Our Architecture and History Blog which you are now reading is a long-standing passion project for the company. We have published hundreds of posts that show a decade of research and writing about Chicago neighborhoods, their history and architecture. Each of those pieces is the result of extensive research, including visiting archives, library collections, interviews, and on-the-ground sleuthing. Pieces like our investigation into “From Glamor to Gloom at the Pittsfield” rest on this ability to pull together disparate sources and produce a unique insight into a landmark building.
Similarly, we were commissioned to build a custom virtual tour of Evanston for a community fundraising event. To design it, we conducted historic research, wrote the script, and sourced archival photos and 360-degree images. For the event, a live host presented the images with stories from history, background on present-day landmarks, and culinary highlights from small businesses.

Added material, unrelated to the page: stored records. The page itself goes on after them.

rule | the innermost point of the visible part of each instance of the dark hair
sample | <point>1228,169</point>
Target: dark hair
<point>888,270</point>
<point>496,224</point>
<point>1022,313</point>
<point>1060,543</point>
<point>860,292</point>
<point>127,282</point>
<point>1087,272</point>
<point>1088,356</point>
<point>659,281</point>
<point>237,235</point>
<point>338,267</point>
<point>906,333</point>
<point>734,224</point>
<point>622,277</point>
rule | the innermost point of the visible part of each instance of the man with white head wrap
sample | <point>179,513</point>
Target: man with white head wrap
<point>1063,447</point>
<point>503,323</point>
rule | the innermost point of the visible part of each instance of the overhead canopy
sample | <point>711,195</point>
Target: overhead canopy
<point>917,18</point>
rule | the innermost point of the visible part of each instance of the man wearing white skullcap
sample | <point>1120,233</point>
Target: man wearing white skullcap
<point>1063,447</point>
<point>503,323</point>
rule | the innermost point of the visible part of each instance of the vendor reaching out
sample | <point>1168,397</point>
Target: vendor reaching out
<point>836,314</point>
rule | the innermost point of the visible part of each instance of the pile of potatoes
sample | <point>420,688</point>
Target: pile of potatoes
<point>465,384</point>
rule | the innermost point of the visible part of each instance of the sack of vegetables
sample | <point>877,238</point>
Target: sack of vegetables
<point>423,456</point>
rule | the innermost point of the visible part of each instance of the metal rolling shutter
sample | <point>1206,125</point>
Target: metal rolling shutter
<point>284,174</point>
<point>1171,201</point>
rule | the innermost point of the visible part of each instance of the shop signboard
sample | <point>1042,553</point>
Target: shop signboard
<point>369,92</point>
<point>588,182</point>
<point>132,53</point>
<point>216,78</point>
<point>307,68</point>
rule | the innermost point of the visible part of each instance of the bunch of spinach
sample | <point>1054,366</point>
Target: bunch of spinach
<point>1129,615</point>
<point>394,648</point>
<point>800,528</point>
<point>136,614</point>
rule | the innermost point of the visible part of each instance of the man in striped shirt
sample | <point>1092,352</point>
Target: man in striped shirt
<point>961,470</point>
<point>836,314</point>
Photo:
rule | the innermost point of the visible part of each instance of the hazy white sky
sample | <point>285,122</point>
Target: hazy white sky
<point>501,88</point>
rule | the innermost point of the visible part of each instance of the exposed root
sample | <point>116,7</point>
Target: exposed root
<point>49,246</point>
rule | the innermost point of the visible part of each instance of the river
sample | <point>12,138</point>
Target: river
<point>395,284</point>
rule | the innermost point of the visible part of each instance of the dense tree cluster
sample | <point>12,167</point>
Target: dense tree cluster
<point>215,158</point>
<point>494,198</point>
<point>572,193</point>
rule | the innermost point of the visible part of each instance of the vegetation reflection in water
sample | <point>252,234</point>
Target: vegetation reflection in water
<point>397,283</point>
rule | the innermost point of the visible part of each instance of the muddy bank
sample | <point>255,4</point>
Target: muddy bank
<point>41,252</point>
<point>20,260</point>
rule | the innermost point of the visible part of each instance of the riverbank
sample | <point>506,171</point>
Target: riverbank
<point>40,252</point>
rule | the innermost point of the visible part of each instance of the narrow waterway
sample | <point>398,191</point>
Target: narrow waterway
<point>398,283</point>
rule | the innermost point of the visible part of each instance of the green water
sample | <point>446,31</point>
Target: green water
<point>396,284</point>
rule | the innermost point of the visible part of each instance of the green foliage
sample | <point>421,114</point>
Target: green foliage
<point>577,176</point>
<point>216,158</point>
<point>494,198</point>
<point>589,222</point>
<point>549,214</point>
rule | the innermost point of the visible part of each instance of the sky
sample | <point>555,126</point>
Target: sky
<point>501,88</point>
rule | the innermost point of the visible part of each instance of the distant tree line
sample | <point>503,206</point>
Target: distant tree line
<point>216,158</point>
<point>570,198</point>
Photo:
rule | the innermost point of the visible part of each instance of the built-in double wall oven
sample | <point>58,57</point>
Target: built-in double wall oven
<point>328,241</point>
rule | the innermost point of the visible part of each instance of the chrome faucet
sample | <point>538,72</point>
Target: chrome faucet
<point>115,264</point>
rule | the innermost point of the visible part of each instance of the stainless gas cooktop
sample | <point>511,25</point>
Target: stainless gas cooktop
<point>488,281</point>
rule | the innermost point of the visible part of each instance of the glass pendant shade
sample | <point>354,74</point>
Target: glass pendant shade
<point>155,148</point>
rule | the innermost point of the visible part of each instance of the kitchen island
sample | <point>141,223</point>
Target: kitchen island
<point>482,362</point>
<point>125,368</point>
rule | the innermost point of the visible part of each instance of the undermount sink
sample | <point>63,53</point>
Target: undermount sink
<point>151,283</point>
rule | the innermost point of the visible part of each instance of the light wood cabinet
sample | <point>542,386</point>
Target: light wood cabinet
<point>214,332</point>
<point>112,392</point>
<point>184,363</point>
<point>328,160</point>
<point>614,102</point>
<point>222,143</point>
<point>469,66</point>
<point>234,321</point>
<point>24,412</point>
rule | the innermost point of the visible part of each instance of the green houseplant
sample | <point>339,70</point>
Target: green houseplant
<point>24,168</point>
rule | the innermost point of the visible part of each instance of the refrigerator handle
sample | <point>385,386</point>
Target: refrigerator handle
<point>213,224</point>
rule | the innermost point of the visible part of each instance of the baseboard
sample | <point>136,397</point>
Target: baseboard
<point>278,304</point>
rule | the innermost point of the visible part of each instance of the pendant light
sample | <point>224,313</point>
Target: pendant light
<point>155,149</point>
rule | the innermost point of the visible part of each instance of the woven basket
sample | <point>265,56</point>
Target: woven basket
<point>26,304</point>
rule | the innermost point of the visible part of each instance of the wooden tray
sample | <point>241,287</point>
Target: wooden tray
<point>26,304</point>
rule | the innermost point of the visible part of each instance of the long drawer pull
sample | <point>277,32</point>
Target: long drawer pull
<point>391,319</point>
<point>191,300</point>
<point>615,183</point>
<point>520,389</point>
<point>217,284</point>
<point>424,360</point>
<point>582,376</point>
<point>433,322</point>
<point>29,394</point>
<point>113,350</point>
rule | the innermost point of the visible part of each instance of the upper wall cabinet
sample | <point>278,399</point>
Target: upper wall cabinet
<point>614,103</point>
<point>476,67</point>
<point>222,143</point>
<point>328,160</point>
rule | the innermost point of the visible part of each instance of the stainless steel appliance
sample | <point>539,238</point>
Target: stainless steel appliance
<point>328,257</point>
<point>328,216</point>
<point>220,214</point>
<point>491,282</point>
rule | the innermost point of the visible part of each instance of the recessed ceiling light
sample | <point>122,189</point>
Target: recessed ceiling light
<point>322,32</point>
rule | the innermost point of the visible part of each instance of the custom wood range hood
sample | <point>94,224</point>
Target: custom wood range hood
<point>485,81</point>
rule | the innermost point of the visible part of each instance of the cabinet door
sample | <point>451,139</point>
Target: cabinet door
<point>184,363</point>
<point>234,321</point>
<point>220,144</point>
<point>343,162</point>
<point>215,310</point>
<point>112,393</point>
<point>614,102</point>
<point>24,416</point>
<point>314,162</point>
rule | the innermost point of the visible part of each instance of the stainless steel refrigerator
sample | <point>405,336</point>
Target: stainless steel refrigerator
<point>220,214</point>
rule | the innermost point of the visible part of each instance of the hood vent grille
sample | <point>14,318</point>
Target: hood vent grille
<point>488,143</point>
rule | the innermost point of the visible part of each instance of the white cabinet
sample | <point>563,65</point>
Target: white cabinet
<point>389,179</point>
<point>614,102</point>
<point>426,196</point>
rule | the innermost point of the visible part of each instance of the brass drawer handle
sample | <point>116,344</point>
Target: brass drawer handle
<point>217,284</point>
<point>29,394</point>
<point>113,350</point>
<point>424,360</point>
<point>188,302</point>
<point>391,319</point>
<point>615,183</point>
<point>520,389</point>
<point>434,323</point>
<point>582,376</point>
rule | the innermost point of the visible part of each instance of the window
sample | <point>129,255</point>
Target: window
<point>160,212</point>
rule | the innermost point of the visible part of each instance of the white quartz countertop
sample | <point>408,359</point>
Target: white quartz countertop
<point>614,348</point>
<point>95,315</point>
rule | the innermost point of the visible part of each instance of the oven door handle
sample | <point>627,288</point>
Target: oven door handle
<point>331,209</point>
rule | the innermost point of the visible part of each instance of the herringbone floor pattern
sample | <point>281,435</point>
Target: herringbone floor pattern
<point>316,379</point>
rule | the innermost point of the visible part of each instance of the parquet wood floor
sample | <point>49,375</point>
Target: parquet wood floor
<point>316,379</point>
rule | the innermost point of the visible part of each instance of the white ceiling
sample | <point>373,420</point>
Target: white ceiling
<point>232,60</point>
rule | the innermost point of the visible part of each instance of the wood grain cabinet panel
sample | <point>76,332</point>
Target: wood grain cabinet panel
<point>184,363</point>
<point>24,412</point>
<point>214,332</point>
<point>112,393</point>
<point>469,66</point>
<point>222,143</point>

Of course, we’ve applied that same level of dedication to research and editorial work for clients. Our Executive Director, Amanda, gave a lively address about the unique history and character of Chicago to the Recorded Video Tour of Downtown Chicago. Her talk was based on research we’d conducted and an original script which mustered archival and published material to present a new perspective on the overall story of Chicago.
We even pack original research into the tiniest formats available. Our research went into the script for two-minute-long historical “fun facts” for the Choose Chicago “Virtual Road Show” for meeting and events planners. Amanda presented the stories as on-screen talent. She also wrote entries on neighborhood food specialties and culinary experiences for The Chicago Food Encyclopedia, an authoritative reference and guide.
Let Us Share the Story of Chicago With You!
It’s sort of frightening to realize that the company you founded and led for a decade is suddenly not what you thought it was. But there’s also a thrill to that sort of discovery! All new avenues for storytelling suddenly seem wide open. It’s a lot of work to envision which path to take and an even bigger challenge to travel that path. It’s liberating to know that we know Chicago and can tell you its story in whatever way we can.